Les puits de carbone – faisant intervenir la vie dans le processus d’absorption de carbone – sont dits, soit à « valeurs écologiques » (puits naturels ou anthropiques), soit sans valeur écologique, ou sans intervention de la vie (puits artificiels). Cependant, ils appartiennent tous au régime juridique des « biens meubles [1]». 

À l’origine, la dimension économique des puits est édictée par les Conventions-cadres relatives au climat.  Au Protocole de Kyôto de 1997, il est d’abord question de l’établissement d’une « variation nette » toujours entre sources et puits (art.3§3).  Enfin, dans ses derniers développements, l’Accord de Paris (2015) instaure la notion de « neutralité carbone ». Elle marque la recherche d’un équilibre entre le « carbone positif » d’émission par les sources et le « carbone négatif » d’absorption par les puits (art. 4§1).  C’est donc par cette recherche d’équilibre que les puits furent consacrés en droit au côté de leurs homologues, les sources.  Il restait cependant à formaliser ce bilan par une forme d’inventaires nationaux, certes différencié.  Ce fut chose faite avec les Contributions Déterminées au niveau National (CDN – art. 3, Accord de Paris 2015).  Ces normes ont ensuite conquis les différents droits internes.
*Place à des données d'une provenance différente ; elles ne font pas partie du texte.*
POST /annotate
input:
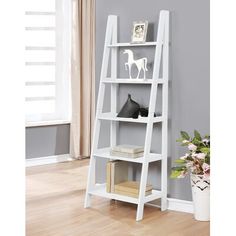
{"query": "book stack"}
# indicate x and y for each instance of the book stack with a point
(117, 180)
(125, 150)
(117, 172)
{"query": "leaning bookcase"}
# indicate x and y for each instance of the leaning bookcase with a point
(161, 62)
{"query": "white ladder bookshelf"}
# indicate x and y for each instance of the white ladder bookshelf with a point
(111, 47)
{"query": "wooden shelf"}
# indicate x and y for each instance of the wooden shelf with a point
(113, 117)
(133, 81)
(133, 44)
(105, 153)
(100, 190)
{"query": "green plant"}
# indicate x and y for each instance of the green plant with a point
(197, 160)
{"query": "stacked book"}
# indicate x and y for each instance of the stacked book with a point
(117, 172)
(117, 180)
(125, 150)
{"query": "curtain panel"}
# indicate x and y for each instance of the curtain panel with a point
(82, 78)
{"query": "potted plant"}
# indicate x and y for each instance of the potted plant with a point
(196, 162)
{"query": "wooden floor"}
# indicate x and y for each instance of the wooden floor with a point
(54, 207)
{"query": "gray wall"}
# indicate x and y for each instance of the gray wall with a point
(189, 75)
(47, 140)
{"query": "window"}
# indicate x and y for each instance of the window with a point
(47, 60)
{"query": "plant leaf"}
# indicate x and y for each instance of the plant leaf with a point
(205, 150)
(184, 135)
(179, 161)
(197, 135)
(179, 168)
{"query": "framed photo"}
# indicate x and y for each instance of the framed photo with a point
(139, 32)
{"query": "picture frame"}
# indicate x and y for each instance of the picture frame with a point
(139, 32)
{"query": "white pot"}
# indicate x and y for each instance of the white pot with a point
(201, 197)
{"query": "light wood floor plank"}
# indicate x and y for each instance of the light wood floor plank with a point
(54, 207)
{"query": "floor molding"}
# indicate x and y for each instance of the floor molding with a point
(48, 160)
(180, 205)
(174, 204)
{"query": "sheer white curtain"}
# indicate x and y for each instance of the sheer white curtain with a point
(82, 77)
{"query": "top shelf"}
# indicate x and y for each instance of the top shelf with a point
(133, 44)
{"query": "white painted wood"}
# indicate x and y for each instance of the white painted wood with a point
(110, 116)
(114, 87)
(105, 153)
(100, 190)
(47, 160)
(132, 44)
(133, 81)
(165, 70)
(111, 46)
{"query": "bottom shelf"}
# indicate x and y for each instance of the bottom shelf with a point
(100, 190)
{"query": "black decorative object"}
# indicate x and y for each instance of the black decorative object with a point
(130, 109)
(143, 112)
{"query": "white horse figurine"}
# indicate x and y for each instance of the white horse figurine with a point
(141, 63)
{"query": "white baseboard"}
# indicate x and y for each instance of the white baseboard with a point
(174, 204)
(180, 205)
(48, 160)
§2 – Qu’entendons-nous par la « marchandisation de la Vie » ?

Selon le type de puits à « valeurs écologiques » ou sans « valeurs écologiques », il y a d’une part une marchandisation de la lutte climatique et d’autre part une marchandisation de la Biodiversité à des fins climatiques.  Ces deux possibilités doivent être distinguées.

Une distinction est ici à faire entre les puits pourvus de valeurs écologiques et les puits qui en sont dépourvus.  Les puits à valeurs écologiques font intervenir la Vie dans la réalisation du processus d’absorption.  Ce renforcement de la Vie va ensuite produire des bénéfices sur la Biodiversité et sur le Climat.  Les puits sans valeur écologique se cantonnent à la stricte captation du carbone au seul bénéfice du climat.  Pour autant, chacun de ces types de puits a sa raison d’être.  Cette marchandisation selon les types de puits interpelle sur la primauté de l’un sur l’autre.  En effet, il serait hasardeux de détruire des puits à valeurs écologiques au profit des puits sans valeur écologique dans une logique de compensation.  Les puits sans valeur écologique sont le plan B à la lutte climatique, lorsque le renforcement des puits à valeurs écologiques aurait démontré ses limites.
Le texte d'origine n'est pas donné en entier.